14. As regards the second contention of Mr. Amin that Mr. Bahadurji is bound to tender the evidence of Gordhandas because he had Gordhandas examined on commission, I do not think there is any force in that contention. No Court can compel a counsel to lead any particular kind of evidence or tender any evidence if he does not wish to do so.
15. Mr. Amin relies on the term of the consent Judge's order. This order provides inter alia: 'And I do by and with such consent further order that the evidence so to be taken on commission be read as evidence in this suit subject to all just exceptions.' Mr. Amin argues that what the parties consented to was that the evidence taken on commission would be read as evidence at the trial. I do not think that that is a correct reading of that order. This is a formal proviso which is inserted in every order made by the Judge in chambers on a summons for commission where he orders the issue of commission. All that it provides is that subject to all just exceptions the evidence taken on commission is to be read as evidence in the suit. One of such just exceptions certainly would be if the evidence is not tendered by either party and if the parties come to the conclusion that it was not worth while tendering that evidence for one reason or another.

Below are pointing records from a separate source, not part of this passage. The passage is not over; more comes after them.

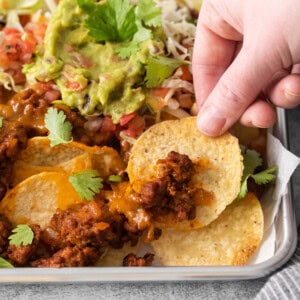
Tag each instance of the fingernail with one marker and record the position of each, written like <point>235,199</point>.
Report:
<point>293,98</point>
<point>211,122</point>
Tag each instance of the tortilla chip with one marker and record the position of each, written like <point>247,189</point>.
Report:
<point>23,170</point>
<point>230,240</point>
<point>70,158</point>
<point>36,199</point>
<point>218,163</point>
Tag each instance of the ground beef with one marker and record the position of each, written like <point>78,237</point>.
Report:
<point>131,260</point>
<point>69,257</point>
<point>79,235</point>
<point>154,192</point>
<point>89,135</point>
<point>177,166</point>
<point>171,193</point>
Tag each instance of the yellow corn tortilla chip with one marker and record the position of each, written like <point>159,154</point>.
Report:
<point>229,240</point>
<point>218,163</point>
<point>71,157</point>
<point>37,198</point>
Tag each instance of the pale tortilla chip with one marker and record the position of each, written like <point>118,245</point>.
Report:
<point>230,240</point>
<point>23,170</point>
<point>70,158</point>
<point>218,162</point>
<point>36,199</point>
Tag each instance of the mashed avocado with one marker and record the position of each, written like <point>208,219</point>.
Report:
<point>91,76</point>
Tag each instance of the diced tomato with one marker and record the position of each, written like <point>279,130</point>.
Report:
<point>52,95</point>
<point>126,118</point>
<point>161,92</point>
<point>17,49</point>
<point>186,74</point>
<point>107,125</point>
<point>73,85</point>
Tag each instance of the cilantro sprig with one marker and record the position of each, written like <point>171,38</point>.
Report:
<point>122,22</point>
<point>5,264</point>
<point>22,235</point>
<point>60,130</point>
<point>112,21</point>
<point>253,160</point>
<point>86,183</point>
<point>159,68</point>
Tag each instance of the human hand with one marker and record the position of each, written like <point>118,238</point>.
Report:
<point>246,51</point>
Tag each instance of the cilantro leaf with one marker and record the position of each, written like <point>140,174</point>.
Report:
<point>115,178</point>
<point>252,160</point>
<point>5,264</point>
<point>111,21</point>
<point>128,49</point>
<point>22,235</point>
<point>265,176</point>
<point>86,183</point>
<point>60,130</point>
<point>160,68</point>
<point>149,13</point>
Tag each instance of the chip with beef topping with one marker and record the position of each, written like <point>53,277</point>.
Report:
<point>217,161</point>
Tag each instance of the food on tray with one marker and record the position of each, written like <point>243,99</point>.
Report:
<point>100,156</point>
<point>229,240</point>
<point>217,163</point>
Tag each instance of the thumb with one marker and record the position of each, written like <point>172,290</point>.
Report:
<point>236,89</point>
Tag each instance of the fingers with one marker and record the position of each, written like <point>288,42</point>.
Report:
<point>286,92</point>
<point>214,50</point>
<point>236,90</point>
<point>259,114</point>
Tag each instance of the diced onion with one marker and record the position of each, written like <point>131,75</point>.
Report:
<point>178,113</point>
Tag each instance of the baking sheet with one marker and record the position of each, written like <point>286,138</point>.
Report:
<point>278,246</point>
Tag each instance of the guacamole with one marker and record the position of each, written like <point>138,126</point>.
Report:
<point>90,75</point>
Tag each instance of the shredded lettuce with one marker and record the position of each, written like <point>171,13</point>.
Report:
<point>20,6</point>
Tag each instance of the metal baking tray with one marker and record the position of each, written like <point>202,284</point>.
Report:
<point>286,238</point>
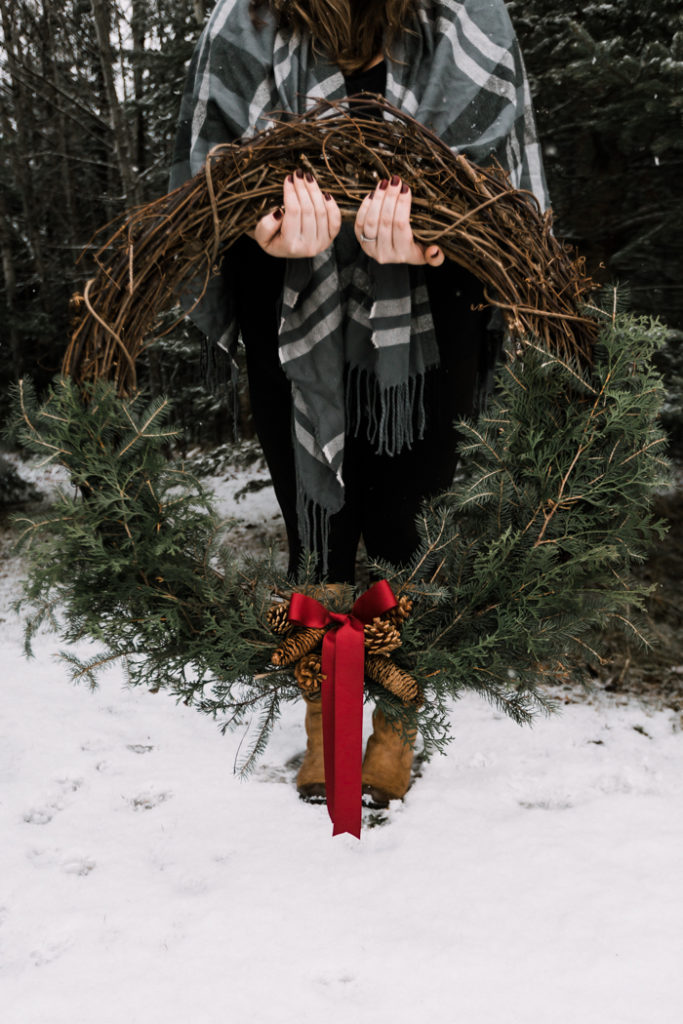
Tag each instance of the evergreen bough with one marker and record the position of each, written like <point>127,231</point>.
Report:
<point>520,566</point>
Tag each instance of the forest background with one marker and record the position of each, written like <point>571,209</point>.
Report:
<point>89,96</point>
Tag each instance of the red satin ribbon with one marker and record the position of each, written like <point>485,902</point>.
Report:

16. Finally, Mr. Amin contends that if Mr. Bahadurji does not wish to tender the evidence of Gordhandas, he should be allowed to do so. In my opinion Mr. Amin is entitled to tender the evidence of Gordhandas and make that evidence as part of his own case. There is nothing in O. XXVI, Rule 8, which contemplates that evidence taken under a commission could only be tendered by the party who had the particular witnesses examined on commission. Once the commission is returned and the depositions form: part of the record, it is open to either party to tender those depositions as evidence. As a matter of fact in Kusum Kumari Roy v. Satya Ranjan Das(1) evidence had been taken on commission by the defendant and the plaintiff wanted to take advantage of that evidence without tendering it and without making it part of her case, and Mr. Justice Sale in his judgment specifically refers to this fact in deciding that the plaintiff was not entitled to rely on that evidence, she not having tendered it and made it part of her case.
17. I would, therefore, permit Mr. Amin to tender the evidence of Gordhandas on commission and will decide its admissibility on its merits.